Rag Pipelines

Workflows

Deep RAG workflow—document ingestion, chunking, metadata, retrieval and reranking, grounding and citations, evaluation, and failure modes (hallucination, staleness). Use when building or debugging retrieval-augmented generation systems.

Install

openclaw skills install rag-pipelines

RAG Pipelines (Deep Workflow)

RAG quality is dominated by chunking, retrieval, and evaluation—not the LLM alone. Treat the system as data engineering plus generation with explicit failure modes.

When to Offer This Workflow

Trigger conditions:

  • Building Q&A over internal docs, support assistants, or copilots
  • Hallucinations, wrong citations, or stale answers
  • New content types (PDF, HTML, code repositories)

Initial offer:

Use six stages: (1) task & success criteria, (2) ingestion & cleaning, (3) chunking & metadata, (4) retrieval & rerank, (5) generation & grounding, (6) evaluation & monitoring).

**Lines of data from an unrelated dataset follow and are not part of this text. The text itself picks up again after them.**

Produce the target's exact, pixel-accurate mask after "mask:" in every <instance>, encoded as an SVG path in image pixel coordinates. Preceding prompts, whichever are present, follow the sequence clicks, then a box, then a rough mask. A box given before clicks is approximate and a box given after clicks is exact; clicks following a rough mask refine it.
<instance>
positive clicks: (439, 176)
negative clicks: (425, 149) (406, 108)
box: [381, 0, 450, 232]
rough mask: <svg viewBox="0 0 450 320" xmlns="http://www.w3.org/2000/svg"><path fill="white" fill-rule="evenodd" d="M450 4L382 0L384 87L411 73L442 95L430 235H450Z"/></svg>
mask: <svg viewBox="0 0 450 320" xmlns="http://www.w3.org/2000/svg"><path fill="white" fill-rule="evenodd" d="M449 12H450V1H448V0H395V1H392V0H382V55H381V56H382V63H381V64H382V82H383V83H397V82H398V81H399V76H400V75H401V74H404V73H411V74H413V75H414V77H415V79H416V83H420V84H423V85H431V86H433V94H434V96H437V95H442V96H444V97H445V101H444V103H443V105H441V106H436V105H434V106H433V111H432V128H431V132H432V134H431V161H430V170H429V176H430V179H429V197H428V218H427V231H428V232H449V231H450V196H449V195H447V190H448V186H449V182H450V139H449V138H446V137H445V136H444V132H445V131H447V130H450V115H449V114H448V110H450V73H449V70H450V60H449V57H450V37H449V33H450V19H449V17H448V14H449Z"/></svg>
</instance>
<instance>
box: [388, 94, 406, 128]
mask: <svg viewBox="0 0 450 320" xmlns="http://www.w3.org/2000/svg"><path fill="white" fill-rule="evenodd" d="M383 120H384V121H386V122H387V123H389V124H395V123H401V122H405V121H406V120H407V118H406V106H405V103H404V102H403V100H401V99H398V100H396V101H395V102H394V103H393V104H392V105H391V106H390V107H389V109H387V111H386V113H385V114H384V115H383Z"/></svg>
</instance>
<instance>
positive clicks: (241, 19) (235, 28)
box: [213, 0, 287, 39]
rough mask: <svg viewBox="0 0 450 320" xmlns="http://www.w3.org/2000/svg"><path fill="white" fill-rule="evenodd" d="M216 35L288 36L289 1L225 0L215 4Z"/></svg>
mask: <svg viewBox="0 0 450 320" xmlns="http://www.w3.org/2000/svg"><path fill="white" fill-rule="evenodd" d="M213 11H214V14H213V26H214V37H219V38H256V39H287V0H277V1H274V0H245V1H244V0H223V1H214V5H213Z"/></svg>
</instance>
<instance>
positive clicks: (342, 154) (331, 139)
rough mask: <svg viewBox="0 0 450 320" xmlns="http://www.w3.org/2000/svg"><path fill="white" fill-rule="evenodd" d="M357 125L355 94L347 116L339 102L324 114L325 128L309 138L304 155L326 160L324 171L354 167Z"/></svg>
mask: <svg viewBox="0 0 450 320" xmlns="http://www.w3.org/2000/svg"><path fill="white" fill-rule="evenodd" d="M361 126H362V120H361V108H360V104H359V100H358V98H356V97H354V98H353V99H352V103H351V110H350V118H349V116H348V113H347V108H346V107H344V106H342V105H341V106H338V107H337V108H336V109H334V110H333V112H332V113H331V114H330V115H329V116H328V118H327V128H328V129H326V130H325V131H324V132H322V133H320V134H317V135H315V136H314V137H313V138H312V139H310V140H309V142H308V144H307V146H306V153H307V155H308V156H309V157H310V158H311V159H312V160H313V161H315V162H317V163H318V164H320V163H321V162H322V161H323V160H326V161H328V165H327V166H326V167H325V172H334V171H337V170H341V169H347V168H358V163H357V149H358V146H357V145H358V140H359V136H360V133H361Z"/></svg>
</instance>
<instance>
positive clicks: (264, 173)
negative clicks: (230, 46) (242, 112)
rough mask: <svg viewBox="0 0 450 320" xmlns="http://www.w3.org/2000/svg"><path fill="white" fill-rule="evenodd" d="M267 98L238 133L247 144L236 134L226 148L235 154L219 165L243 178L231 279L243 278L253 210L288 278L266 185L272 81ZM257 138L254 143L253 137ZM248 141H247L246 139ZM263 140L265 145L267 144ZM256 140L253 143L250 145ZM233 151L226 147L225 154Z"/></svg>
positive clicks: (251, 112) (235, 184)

Confirm embedding model and retrieval stack (vector DB, search engine, hybrid).


Stage 1: Task & Success Criteria

Goal: Define what a “good” answer contains: required citations, length, tone, and when to refuse.

Exit condition: Written rubric with examples of acceptable vs unacceptable answers.


Stage 2: Ingestion & Cleaning

Goal: Deterministic text extraction (strip boilerplate, handle PDF/OCR if needed); deduplicate documents; track source URL and updated_at for staleness.

Practices

  • Version pipelines when parsers change (re-embed job)

Stage 3: Chunking & Metadata

Goal: Tune chunk size and overlap to query patterns—not one global token count for all content.

Practices

  • Attach metadata for ACL filtering (tenant, product area)
  • Prefer structure-aware splits for docs (headings, sections)

Stage 4: Retrieval & Rerank

Goal: Hybrid lexical + dense retrieval often beats vector-only for keyword-heavy queries.

Practices

  • Cross-encoder reranking on top-k for quality (watch latency)
  • Query rewriting for multi-turn contexts

Stage 5: Generation & Grounding

Goal: System prompts that require using only provided context; explicit “not found” behavior; optional citation format (snippet, doc id, link).


Stage 6: Evaluation & Monitoring

Goal: Offline golden questions with expected supporting docs; online thumbs-down reasons; monitor retrieval hit rate, nDCG@k, and age of sources used.


Final Review Checklist

  • Rubric and refusal behavior defined
  • Ingestion deterministic; dedupe and versioning
  • Chunking and metadata match queries and ACLs
  • Hybrid retrieval and rerank tuned with metrics
  • Grounding and citation behavior enforced in prompts
  • Offline eval plus production monitoring

Tips for Effective Guidance

  • Debug retrieval before blaming the LLM.
  • Long chunks hurt precision; short chunks hurt context—sweep experiments.
  • See also vector-databases and llm-evaluation skills for depth.

Handling Deviations

  • Code RAG: symbol- or AST-aware chunking often beats line-based splits.
  • High-stakes domains: add human review gates and audit logs for sources cited.